When BigQuery runs a query over tables in these catalogs, BigQuery routes the query to the region in the catalog's primary region. If you run a query in a specific virtual region (like US or EU) and the catalog metadata isn't present in that location, the query might fail.

Specify primary regions for US and EU multi-regions

For catalogs that use a US or EU multi-region bucket, you can specify the primary region when you create the catalog to ensure that BigQuery can access it from the corresponding regions.

  • Cloud Storage EU multi-region: Specify EU or europe-west4.
  • Cloud Storage US multi-region: Specify US or us-central1.

The system selects a catalog's primary replica when you create it, but you can dynamically update it by calling FailoverCatalog. For more information about defining primary locations, see Use the BigLake metastore Iceberg REST catalog.

Querying catalogs

When querying BigLake metastore tables from BigQuery, you use a four-part naming structure, often referred to as P.C.N.T:

  • Project: The Google Cloud project ID that owns the catalog.
  • Catalog: The name of the BigLake metastore catalog.
  • Namespace: The Iceberg namespace (equivalent to a BigQuery dataset).
  • Table: The name of the table.

For example, my-project.biglake-catalog-id.my-namespace.my-table.
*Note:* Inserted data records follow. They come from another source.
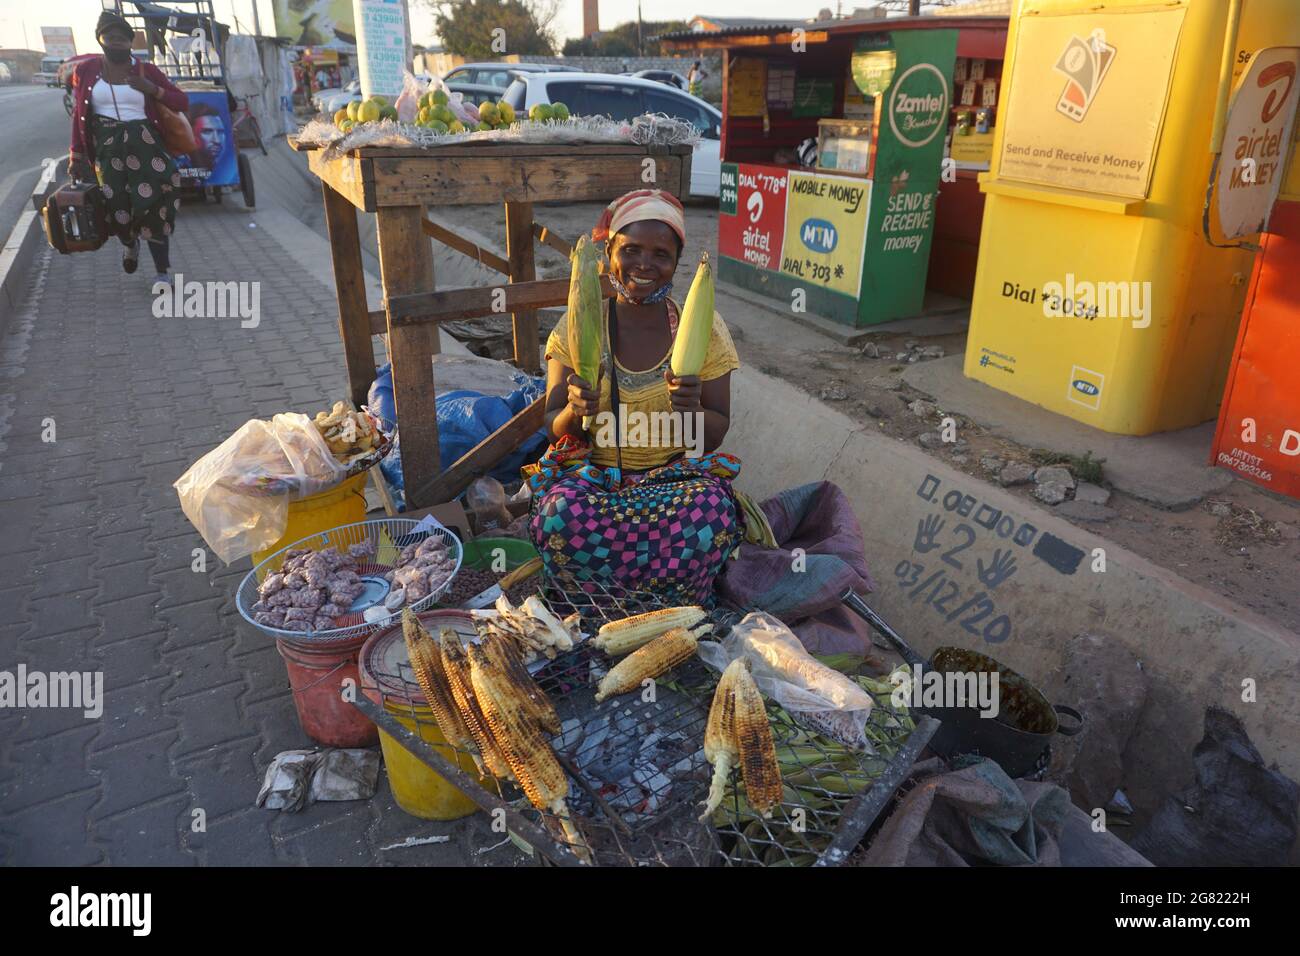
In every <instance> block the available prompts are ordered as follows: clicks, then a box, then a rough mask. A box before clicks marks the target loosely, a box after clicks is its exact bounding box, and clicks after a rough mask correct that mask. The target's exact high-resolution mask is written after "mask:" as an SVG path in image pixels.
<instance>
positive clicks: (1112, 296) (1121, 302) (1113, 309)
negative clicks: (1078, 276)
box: [1043, 272, 1151, 329]
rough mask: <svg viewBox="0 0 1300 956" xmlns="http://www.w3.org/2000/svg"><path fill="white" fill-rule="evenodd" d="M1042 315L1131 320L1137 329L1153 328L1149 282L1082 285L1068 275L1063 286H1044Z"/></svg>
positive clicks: (1092, 284) (1043, 284)
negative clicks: (1069, 316)
mask: <svg viewBox="0 0 1300 956" xmlns="http://www.w3.org/2000/svg"><path fill="white" fill-rule="evenodd" d="M1043 315H1045V316H1047V317H1049V319H1062V317H1066V316H1073V317H1075V319H1088V320H1092V319H1132V320H1134V328H1135V329H1145V328H1147V326H1148V325H1151V282H1080V281H1078V280H1075V277H1074V273H1073V272H1067V273H1066V274H1065V282H1063V284H1062V282H1057V281H1054V280H1053V281H1052V282H1044V284H1043Z"/></svg>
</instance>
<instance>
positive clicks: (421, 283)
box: [374, 206, 442, 509]
mask: <svg viewBox="0 0 1300 956" xmlns="http://www.w3.org/2000/svg"><path fill="white" fill-rule="evenodd" d="M374 215H376V219H377V224H376V225H377V232H378V239H380V274H381V277H382V280H383V297H385V308H387V298H389V297H391V295H404V294H408V293H425V291H433V287H434V285H433V251H432V250H430V248H429V239H428V237H425V234H424V230H422V229H421V226H420V224H421V222H422V221H424V208H422V207H420V206H381V207H380V208H378V211H377V212H376V213H374ZM438 349H439V346H438V326H437V325H394V324H393V313H391V312H390V313H389V352H390V355H391V356H393V398H394V401H395V402H396V410H398V429H399V433H400V436H402V477H403V483H404V485H406V493H407V496H406V505H407V509H417V507H425V506H428V505H437V503H439V502H435V501H422V499H420V496H419V492H417V489H420V488H422V486H425V485H426V484H429V483H430V481H432V480H433V479H434V477H435V476H437V475H438V473H439V472H441V470H442V466H441V460H439V457H438V411H437V405H435V403H434V392H433V388H434V386H433V356H434V354H435V352H437V351H438Z"/></svg>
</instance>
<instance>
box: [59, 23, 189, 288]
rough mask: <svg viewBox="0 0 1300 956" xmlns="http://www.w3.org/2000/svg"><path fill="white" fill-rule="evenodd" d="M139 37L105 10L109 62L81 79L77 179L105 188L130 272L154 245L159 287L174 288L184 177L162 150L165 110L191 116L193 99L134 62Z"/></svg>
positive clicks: (109, 220)
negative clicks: (132, 49) (181, 189)
mask: <svg viewBox="0 0 1300 956" xmlns="http://www.w3.org/2000/svg"><path fill="white" fill-rule="evenodd" d="M133 36H134V31H133V30H131V25H130V23H129V22H127V21H126V20H125V18H123V17H120V16H117V14H116V13H112V12H109V10H104V13H101V14H100V17H99V22H98V23H96V25H95V39H98V40H99V46H100V47H101V48H103V51H104V56H101V57H95V59H90V60H85V61H83V62H81V64H78V65H77V69H75V70H74V72H73V96H74V103H73V139H72V156H70V159H69V172H70V173H72V176H73V178H77V179H82V181H87V182H88V181H91V179H94V178H95V177H96V174H98V178H99V182H100V185H101V186H103V187H104V199H105V200H107V202H108V216H109V222H110V226H112V229H113V230H114V234H116V235H117V237H118V238H120V239H121V241H122V245H123V246H125V247H126V248H125V251H123V252H122V269H123V271H126V272H127V273H131V272H135V267H136V265H138V264H139V255H140V239H144V241H146V242H148V246H149V255H151V256H152V258H153V268H155V271H156V272H157V276H156V277H155V282H159V281H161V282H169V281H170V278H169V276H168V272H169V269H170V258H169V254H170V237H172V232H173V230H174V228H175V215H177V211H178V209H179V208H181V198H179V186H181V177H179V174H178V173H177V169H175V164H174V163H173V161H172V156H170V153H168V151H166V147H165V146H164V143H162V134H161V131H160V129H161V125H160V114H159V105H160V104H161V105H165V107H168V108H169V109H173V111H175V112H178V113H179V112H185V109H186V108H187V107H188V104H190V100H188V98H187V96H186V95H185V94H183V92H182V91H181V90H178V88H177V87H175V86H174V85H173V83H172V82H170V81H169V79H168V78H166V77H165V75H164V74H162V72H161V70H159V69H157V68H156V66H153V65H152V64H147V62H140V61H138V60H135V57H133V56H131V39H133Z"/></svg>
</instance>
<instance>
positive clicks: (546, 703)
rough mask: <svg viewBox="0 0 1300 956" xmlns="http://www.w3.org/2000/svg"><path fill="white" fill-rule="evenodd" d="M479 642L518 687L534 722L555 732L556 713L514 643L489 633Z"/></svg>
mask: <svg viewBox="0 0 1300 956" xmlns="http://www.w3.org/2000/svg"><path fill="white" fill-rule="evenodd" d="M480 646H481V648H482V650H484V654H485V656H486V657H487V659H489V661H491V662H493V663H494V665H495V666H497V667H499V669H500V670H502V672H503V674H504V675H506V676H507V678H508V679H510V680H511V682H512V683H513V684H515V685H516V687H517V688H519V692H520V700H521V702H523V704H524V706H525V709H526V710H528V714H529V715H530V717H532V718H533V719H534V721H537V723H538V726H539V727H541V728H542V730H545V731H546V732H547V734H559V732H560V718H559V714H556V713H555V708H554V706H552V705H551V701H550V698H549V697H547V696H546V693H545V692H543V691H542V688H539V687H538V685H537V682H536V680H533V675H532V674H529V672H528V667H525V666H524V661H523V659H521V658H520V657H519V652H517V650H516V649H515V645H513V643H512V641H511V640H510V639H508V637H506V636H504V635H500V633H490V635H487V636H485V637H484V639H482V643H481V644H480ZM472 659H473V658H472V657H471V661H472Z"/></svg>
Catalog federation with BigQuery

You can use the Iceberg REST catalog interface to manage and query tables that are visible to BigQuery. BigQuery federation catalogs don't require you to create a catalog resource; they can be used in any project that has the BigQuery API enabled. This lets you:

Because these resources are managed by BigQuery, you must have the applicable required permissions. Credential vending isn't supported for federated catalogs.

To enable federation, configure your client with the bq://projects/PROJECT_ID warehouse format in the WAREHOUSE_PATH field in the client configuration examples in Use the Iceberg REST catalog. You can also choose to include a BigQuery location to restrict future requests to a single location using the bq://projects/PROJECT_ID/locations/LOCATION format.